As soon as the wheels were up, the AirMed Global Operations Center began the meticulous process of tracking every aspect of the flight. “Our global operations team was responsible for monitoring all aircraft movements, reporting all take-offs and landings, technical stops, and providing patient updates to our customer,” said Bates. “Their constant communication ensured that the embassy remained informed, and the clinical and medical operations departments could provide remote monitoring and reporting on the patient’s condition to the receiving hospital.”
Refuelling and refilling oxygen tanks
The team planned the journey in four legs. At each stop along the route, they refueled, refilled needed oxygen supplies, provided critical patient updates to the global operations team as well as the clinical coordination team, completed necessary pilot rotations and have meals. From Minnesota, the crew headed to Newfoundland, Canada – and then on to Ireland and Greece – before arriving in Dubai. In total, they completed three pilot rotations and 30.5 hours of continuous patient care.

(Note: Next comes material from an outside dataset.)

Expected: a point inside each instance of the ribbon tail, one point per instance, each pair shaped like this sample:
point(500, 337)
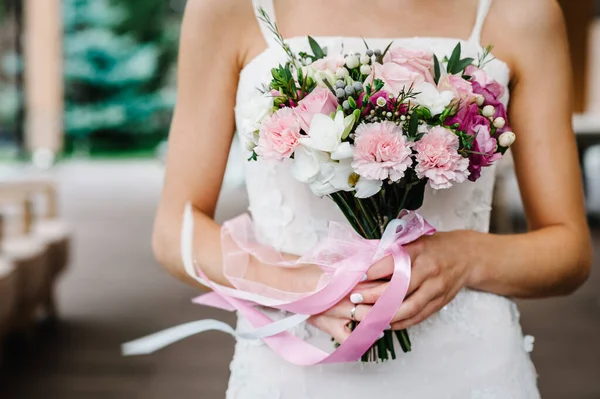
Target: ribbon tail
point(154, 342)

The complexities of planning this transport meant that the AirMed and ECMO transport teams were prepared for any possible scenario and that resulted in a completely unproblematic transport. After nearly 31 hours of travel time, they touched down in Dubai where they accompanied the patient to the receiving facility and successfully transitioned care to the hospital providers.
The pandemic has added several complex layers to what was already considered a detailed and intensive process. AirMed must now account for travel restrictions, Covid-19 testing, supply shortages, oversaturation at hospitals and a whole host of other issues. However, with comprehensive planning, complex and long-distance transports can be completed safely and successfully, even during a global pandemic.